Brennan credits many forces for making him who he is now. Though he's in his 40s, Brennan is still able to look at the world "like a precocious young kid in some ways," because he's the youngest of ten children. Similarly, he was able to start his career early because his older brother Kevin, who is also a comic, made sure he spent his high school years hanging out at the Comedy Cellar and the Improv.
 
However, Brennan isn't certain that childhood trauma was a major factor in making him funny. Despite his abusive father and clinical depression, he says the stereotype that comedians' pain leads them to their profession is not always true.
 
"There are plenty of people who have not been traumatized who are funny. Like I don't know that Carlin was traumatized... I don't think Jerry was traumatized. I think it's a pre-existing condition, being funny," he reflects.
 
"Then again, just being black in America is traumatizing. Like Dave Chappelle and Chris Rock haven't been molested, but they've been black in America. Trauma is such a broad word — there are more comics that have been traumatized than have not been, but it's a matter of how you define trauma."
 
Even though Brennan has worked almost every job in the entertainment industry and he's currently doing standup around the world, he ultimately thinks life is pretty predictable.
 
"Because of globalization, most places are kind of the same unfortunately.
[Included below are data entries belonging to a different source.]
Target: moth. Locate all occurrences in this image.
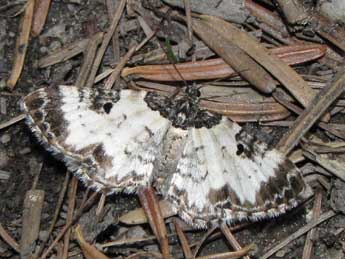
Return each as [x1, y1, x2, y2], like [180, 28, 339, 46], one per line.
[22, 85, 310, 228]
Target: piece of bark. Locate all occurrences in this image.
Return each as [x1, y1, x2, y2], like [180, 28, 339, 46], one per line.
[20, 190, 44, 258]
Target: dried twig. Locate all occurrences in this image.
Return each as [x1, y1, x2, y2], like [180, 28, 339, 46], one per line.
[193, 19, 276, 93]
[195, 245, 255, 259]
[259, 210, 336, 259]
[0, 114, 26, 130]
[40, 192, 98, 259]
[86, 0, 127, 88]
[220, 224, 250, 259]
[302, 189, 322, 259]
[7, 0, 35, 89]
[138, 187, 170, 259]
[34, 171, 70, 258]
[75, 33, 103, 87]
[62, 176, 78, 259]
[31, 0, 51, 37]
[174, 220, 194, 259]
[277, 70, 345, 154]
[0, 223, 20, 253]
[20, 190, 44, 258]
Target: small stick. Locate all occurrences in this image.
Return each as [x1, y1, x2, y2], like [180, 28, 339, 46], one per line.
[20, 190, 44, 258]
[259, 210, 337, 259]
[276, 0, 309, 24]
[104, 31, 155, 89]
[96, 193, 107, 219]
[174, 220, 194, 259]
[194, 227, 218, 258]
[34, 171, 70, 258]
[7, 0, 35, 89]
[184, 0, 196, 62]
[34, 37, 91, 68]
[86, 0, 127, 88]
[62, 176, 78, 259]
[138, 187, 171, 259]
[40, 192, 98, 259]
[0, 223, 20, 253]
[31, 0, 51, 37]
[0, 114, 26, 130]
[220, 224, 250, 259]
[75, 33, 103, 87]
[196, 245, 255, 259]
[302, 189, 322, 259]
[277, 70, 345, 154]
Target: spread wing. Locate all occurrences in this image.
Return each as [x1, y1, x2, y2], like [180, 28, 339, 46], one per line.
[22, 86, 171, 192]
[165, 118, 310, 227]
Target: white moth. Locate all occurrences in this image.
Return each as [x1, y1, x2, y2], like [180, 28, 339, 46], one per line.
[22, 86, 310, 227]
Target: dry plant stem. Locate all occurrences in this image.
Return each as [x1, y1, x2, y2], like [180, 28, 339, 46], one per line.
[31, 0, 51, 37]
[86, 0, 126, 88]
[75, 225, 109, 259]
[277, 70, 345, 154]
[34, 171, 70, 258]
[193, 19, 276, 93]
[96, 193, 107, 219]
[184, 0, 196, 62]
[174, 220, 194, 259]
[302, 189, 322, 259]
[119, 200, 176, 225]
[311, 14, 345, 52]
[40, 192, 98, 259]
[259, 210, 336, 259]
[76, 33, 103, 87]
[121, 44, 326, 81]
[125, 252, 163, 259]
[104, 46, 136, 89]
[105, 0, 120, 62]
[220, 224, 250, 259]
[138, 187, 170, 259]
[195, 245, 255, 259]
[193, 227, 218, 258]
[271, 89, 345, 139]
[35, 37, 90, 68]
[200, 15, 314, 107]
[0, 223, 20, 253]
[62, 176, 78, 259]
[245, 0, 288, 35]
[7, 0, 35, 89]
[20, 190, 44, 258]
[276, 0, 309, 24]
[0, 114, 26, 130]
[104, 32, 155, 89]
[105, 0, 120, 89]
[98, 234, 176, 248]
In the last year, I've gone to Tokyo, Santiago (which is in Chile), Berlin, Paris, London — and I'm not going to say that they're identical, but you see a lot of the same stores," Brennan says. "I think that speaks to the fact that I don't like physical things, but also it speaks to the fact that I'm just a misanthrope and I don't like the beach."

Neal Brennan is performing at Just For Laughs in Montreal from July 20 to 27, and comes to Toronto for JFL42 in September.